# Hydrobit API

Comprehensive API documentation for the Hydrobit platform.

This API enables management of forms, records, workers, projects, and related data within Hydrobit.

## Authentication
- **User endpoints:** Require a JWT in the `Authorization` header (Bearer token).

## Features
- Form management and record submission
- Project and sector data retrieval
- Worker management and operations
- Production session and record management

> **Note:** API access is available for Corporate accounts. For access or support, contact support@hydrobit.ag.


Version: 2.0.0
License: Proprietary

## Servers

Production server
```
https://api.hydrobit.ag
```

IoT server
```
https://iot.hydrobit.ag
```

MQTT over WebSocket endpoint
```
wss://iot.hydrobit.ag
```

## Security

### bearerAuth

JWT token for authentication

Type: http
Scheme: bearer
Bearer Format: JWT

### apiKeyAuth

Static or scoped API token for IoT data endpoints (weather, plant, irrigation)

Type: apiKey
In: header
Name: x-api-key

### iotToken

Short-lived token for MQTT over WebSocket authentication

Type: apiKey
In: header
Name: x-iot-token

## Download OpenAPI description

[Hydrobit API](https://docs.hydrobit.ag/_bundle/spec/openapi.yaml)

## Forms

Endpoints for form management and record submission

### Get forms for a user

 - [GET /api/control/forms/getForms](https://docs.hydrobit.ag/spec/openapi/forms/getforms.md): Retrieves all forms accessible to a user based on their company context.

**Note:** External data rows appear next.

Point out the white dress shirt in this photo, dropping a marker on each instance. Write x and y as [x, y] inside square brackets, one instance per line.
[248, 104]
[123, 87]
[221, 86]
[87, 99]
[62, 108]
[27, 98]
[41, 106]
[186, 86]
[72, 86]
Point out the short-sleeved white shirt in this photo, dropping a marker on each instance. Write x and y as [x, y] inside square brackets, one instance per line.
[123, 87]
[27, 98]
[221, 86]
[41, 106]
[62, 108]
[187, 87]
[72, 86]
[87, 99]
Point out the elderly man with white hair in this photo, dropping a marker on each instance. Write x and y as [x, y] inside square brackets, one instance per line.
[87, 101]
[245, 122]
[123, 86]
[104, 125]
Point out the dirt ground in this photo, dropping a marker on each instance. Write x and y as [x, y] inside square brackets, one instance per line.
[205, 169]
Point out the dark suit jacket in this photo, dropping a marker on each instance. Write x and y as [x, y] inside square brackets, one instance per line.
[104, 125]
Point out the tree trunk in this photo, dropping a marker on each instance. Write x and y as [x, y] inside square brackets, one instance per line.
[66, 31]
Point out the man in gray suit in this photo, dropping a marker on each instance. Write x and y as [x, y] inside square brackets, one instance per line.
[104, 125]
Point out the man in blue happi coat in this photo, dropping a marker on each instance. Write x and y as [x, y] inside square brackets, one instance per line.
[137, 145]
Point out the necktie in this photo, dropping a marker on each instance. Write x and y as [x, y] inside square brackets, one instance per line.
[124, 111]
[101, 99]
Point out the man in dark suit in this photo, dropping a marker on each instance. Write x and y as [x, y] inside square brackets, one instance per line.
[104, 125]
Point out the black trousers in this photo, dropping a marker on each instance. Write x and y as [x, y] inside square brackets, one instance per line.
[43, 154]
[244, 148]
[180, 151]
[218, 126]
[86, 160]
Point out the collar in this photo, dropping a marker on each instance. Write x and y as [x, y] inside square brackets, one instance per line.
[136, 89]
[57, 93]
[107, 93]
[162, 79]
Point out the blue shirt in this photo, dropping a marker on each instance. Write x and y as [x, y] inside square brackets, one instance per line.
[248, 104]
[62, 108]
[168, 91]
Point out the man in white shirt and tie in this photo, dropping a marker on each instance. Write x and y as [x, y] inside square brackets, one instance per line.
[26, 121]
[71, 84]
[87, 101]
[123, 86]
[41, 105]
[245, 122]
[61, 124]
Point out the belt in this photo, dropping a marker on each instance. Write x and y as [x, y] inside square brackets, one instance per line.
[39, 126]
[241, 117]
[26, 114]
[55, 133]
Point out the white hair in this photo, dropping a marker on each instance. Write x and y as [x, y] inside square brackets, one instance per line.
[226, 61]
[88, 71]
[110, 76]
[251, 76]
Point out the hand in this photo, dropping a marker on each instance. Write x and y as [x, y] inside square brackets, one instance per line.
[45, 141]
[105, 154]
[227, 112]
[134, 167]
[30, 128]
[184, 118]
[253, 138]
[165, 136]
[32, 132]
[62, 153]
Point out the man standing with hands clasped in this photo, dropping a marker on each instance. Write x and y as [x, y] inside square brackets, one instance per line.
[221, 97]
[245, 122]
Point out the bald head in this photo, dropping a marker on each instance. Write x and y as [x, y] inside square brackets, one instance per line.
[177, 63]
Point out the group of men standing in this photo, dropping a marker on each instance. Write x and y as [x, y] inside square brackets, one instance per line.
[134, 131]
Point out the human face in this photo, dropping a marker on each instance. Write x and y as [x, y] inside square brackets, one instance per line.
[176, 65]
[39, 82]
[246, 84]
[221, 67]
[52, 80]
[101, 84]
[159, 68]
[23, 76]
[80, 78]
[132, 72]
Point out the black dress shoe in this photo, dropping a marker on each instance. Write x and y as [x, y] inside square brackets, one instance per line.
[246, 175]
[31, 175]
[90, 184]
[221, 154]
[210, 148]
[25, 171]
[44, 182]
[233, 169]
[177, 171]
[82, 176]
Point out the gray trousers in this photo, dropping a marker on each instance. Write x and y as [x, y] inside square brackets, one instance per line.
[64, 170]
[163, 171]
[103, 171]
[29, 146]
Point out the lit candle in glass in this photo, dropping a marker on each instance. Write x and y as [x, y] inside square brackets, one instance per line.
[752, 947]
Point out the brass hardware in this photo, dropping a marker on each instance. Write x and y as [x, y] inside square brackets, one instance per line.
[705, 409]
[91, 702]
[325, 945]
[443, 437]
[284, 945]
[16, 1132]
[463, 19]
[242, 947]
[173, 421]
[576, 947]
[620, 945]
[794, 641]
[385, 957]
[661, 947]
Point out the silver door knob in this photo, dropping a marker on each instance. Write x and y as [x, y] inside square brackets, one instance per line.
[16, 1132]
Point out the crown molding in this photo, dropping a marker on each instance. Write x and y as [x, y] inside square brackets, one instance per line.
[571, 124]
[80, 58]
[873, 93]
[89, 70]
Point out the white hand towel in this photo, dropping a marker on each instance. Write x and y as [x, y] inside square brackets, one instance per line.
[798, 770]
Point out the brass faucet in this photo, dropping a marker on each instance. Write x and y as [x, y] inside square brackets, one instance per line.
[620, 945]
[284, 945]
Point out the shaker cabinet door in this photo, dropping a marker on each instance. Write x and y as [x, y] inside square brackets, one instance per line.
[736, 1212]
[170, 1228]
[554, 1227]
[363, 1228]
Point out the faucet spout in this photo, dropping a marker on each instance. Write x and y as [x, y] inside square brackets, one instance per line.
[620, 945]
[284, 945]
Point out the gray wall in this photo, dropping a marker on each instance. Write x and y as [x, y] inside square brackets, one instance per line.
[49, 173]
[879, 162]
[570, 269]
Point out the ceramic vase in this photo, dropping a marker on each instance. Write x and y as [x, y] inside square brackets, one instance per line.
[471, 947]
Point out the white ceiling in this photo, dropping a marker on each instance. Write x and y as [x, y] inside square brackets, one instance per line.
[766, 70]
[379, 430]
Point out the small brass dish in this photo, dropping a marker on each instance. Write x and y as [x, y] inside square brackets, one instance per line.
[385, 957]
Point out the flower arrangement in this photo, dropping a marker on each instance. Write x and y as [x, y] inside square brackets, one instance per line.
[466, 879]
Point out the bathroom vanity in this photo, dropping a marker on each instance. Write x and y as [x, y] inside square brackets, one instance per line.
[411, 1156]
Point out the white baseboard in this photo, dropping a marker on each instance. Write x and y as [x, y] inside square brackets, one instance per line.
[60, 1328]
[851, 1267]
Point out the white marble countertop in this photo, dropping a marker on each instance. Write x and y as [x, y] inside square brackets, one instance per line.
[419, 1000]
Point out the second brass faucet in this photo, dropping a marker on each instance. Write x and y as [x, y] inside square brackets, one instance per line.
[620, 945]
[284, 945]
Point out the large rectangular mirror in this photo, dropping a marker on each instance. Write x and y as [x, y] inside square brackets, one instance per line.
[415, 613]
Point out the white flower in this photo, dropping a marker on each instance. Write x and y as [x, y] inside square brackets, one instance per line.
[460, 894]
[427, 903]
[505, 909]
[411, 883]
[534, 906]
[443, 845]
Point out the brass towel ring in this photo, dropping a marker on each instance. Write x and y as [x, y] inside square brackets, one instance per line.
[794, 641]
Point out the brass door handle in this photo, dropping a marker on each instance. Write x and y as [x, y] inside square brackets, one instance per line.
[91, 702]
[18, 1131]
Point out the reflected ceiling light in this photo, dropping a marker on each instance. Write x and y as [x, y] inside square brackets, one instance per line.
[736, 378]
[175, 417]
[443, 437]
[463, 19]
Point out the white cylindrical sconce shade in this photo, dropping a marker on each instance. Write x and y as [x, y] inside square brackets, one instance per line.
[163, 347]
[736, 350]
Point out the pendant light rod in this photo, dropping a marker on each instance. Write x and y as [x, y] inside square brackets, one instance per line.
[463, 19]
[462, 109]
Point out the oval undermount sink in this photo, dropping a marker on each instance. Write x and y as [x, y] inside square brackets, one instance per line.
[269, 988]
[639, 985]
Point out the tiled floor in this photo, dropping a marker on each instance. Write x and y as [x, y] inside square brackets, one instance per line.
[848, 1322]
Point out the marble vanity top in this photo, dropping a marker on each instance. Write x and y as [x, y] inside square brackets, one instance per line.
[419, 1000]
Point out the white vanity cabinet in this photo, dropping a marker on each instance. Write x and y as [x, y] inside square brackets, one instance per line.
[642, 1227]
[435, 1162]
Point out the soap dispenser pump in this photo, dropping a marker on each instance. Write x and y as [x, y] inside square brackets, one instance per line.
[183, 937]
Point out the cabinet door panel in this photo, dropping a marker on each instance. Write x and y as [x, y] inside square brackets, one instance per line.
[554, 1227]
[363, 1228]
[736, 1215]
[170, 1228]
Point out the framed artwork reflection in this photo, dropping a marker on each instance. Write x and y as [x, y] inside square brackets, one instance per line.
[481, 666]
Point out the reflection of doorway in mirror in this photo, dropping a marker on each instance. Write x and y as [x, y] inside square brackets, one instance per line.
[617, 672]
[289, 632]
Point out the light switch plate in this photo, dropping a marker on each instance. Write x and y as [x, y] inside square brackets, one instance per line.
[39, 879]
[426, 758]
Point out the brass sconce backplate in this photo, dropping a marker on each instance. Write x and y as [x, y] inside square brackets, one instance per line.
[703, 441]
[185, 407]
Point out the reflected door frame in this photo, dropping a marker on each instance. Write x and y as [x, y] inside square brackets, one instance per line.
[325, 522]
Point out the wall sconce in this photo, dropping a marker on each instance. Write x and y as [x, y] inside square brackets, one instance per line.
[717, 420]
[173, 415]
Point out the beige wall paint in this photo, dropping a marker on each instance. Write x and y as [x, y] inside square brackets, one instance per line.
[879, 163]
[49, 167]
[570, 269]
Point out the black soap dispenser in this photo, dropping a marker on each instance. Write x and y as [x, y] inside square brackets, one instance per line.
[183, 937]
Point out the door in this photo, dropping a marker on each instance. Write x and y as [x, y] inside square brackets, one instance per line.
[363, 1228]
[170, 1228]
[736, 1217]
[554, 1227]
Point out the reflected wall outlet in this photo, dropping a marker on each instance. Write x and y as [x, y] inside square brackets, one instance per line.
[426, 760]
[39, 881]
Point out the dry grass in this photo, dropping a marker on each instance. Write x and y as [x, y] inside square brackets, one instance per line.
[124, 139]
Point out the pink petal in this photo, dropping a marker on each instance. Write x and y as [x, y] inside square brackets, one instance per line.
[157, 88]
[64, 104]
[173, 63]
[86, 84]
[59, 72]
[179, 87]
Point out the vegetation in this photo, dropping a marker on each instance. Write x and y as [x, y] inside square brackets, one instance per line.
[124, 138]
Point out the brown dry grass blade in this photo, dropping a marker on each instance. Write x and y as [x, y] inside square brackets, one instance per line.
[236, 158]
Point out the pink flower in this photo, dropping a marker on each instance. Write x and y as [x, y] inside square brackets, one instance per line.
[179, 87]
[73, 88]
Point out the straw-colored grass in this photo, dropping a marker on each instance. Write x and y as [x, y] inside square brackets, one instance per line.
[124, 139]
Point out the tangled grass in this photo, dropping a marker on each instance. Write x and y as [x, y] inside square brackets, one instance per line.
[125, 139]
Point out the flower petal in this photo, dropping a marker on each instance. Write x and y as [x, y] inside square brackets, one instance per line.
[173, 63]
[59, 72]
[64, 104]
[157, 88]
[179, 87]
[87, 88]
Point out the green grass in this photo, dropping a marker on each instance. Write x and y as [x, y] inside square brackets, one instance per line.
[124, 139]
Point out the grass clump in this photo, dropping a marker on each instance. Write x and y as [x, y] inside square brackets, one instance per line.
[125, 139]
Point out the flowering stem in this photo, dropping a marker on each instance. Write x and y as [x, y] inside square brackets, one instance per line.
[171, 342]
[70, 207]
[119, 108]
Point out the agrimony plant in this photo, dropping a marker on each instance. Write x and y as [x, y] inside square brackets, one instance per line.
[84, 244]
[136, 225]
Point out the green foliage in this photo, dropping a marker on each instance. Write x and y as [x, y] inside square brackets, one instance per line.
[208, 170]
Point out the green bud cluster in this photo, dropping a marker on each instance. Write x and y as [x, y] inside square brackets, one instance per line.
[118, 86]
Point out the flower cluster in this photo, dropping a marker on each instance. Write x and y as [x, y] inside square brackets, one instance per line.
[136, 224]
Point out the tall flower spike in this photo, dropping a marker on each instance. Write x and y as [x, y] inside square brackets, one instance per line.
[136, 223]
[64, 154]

Requires JWT token authentication in the Authorization header.

- If subtype=tasks, returns all task forms for the user
- Otherwise, returns monitoring forms based on user access permissions

### Submit a form record

 - [POST /api/control/forms/record](https://docs.hydrobit.ag/spec/openapi/forms/submitrecord.md): Submits a new form record with field values and location data.

This endpoint:
- Validates the record data
- Processes form field values
- Determines location (project/sector) using GPS or forced location
- Saves data to persistent storage
- Uploads media files (photos, audio, signatures) to cloud storage
- Updates task status if applicable

## Projects

Endpoints for project and sector data retrieval

### Get projects with sectors

 - [GET /api/control/projects](https://docs.hydrobit.ag/spec/openapi/projects/getprojects.md): Retrieves all projects for the authenticated user's company with nested sector information.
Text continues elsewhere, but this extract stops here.